IDS mailing list archives

Re: Need advices regarding signature tunning...


From: Jeremy Bennett <jeremyfb () mac com>
Date: Mon, 24 Sep 2007 09:59:54 -0700


On Sep 21, 2007, at 11:13 AM, Jason wrote:



Jean-Pierre FORCIOLI wrote:
Hi,

I reviewed several IDS/IPS products and I concluded that there is two kind
of signatures languages.
First one, the simplest, allows attack detection customization by changing some value in the signature, or allows creating new attack by adding a one
line rule (snort rule).

Simple snort rule.

I'd call this the pattern-matching approach, More to the point 'pure pattern matching.' These are often the easiest to understand and to write. You generate or otherwise conceive of the traffic you want to detect and you write a regular expression, or similar, to match it. More advanced pattern matching engines will allow you to set simple state variables based on patterns and to use those state variables as conditions in later patters. These are still basic pattern matchers, though. The other advantage to this approach is that performance is often much easier to attain. Tons of research has gone into this are and just about every hardware designer has proposed a network-level chip that will do fast pattern matching on traffic. However, as protocols become more complex and vulnerabilities move up the OSI stack simple pattern matching becomes limited. Each layer of the stack introduces its own ambiguities and can result in many different ways a single exploit can be transferred. Almost all IDS systems now do some form of URL normalizing for example but this is only the tip of the iceberg. You can, of course, overcome a lot of this by using more and more rules and generating more and more state but maintaining the rule sets becomes cumbersome and will, eventually, stretch the capabilities of even the best chips and systems. The final challenge to this approach is that it is, inherently, stream-based. The system will analyze a TCP connection from start to finish in one direction or a set of UDP packets that have been merged (or not) into a single stream. Often these streams are unidirectional with only minimal state shared between the upstream and downstream sessions.

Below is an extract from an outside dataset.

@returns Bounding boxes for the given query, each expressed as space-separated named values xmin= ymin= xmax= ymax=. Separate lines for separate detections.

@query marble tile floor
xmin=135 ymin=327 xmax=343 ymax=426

Second one, the hardest, allows full signature or new protocol state machine
development. by mean of a complete programming language (N-code).

Multiple Snort rules to model protocol state.

I'd say multiple snort rules fall into the category of pattern matchers. The other approach is code-based. Just like vulnerable clients and servers write their protocol parsers in full featured, turing-complete, languages this approach uses some programming language to implement bits of code that handle specific sets of traffic. Many approaches are possible here. Usually the system is built from some set of protocol engines. Each engine understands and processes a given protocol and will analyze it for exploits and vulnerabilities. Most vendors that take this approach use a custom designed language that continues to provide a strong pattern-matching platform as well as the ability to build complete engines. Obviously, the strength here is in the flexibility and completeness possible when you can exactly mirror what is going on in a particular vulnerable client or server. Likewise this approach makes it very easy to implement a system that will find known exploits, attempts on known vulnerabilities, and even protocol or usage anomalies. Engines can be extremely high performance and can be mixed, matched, and layered to accurately model the real-protocol stacks in use. The downside here is that these things are often hard to write. The power of a full programming language comes with the baggage of a full programming language. Subtle bugs can render a system useless. Poor programming can bring even the beefiest IPS processor to its knees. Finally, someone needs to maintain all of these engines as the protocols evolve and new servers and clients are released. Every update needs to be fully QAed to make sure it did not break anything, etc.


Finally, I should point out that ever IPS system really does both of these approaches. The difference is where in the OSI stack they stop writing engines and start writing patterns. Some use engines only at layers 2-3. Others take engines all the way up to layer 7 and beyond.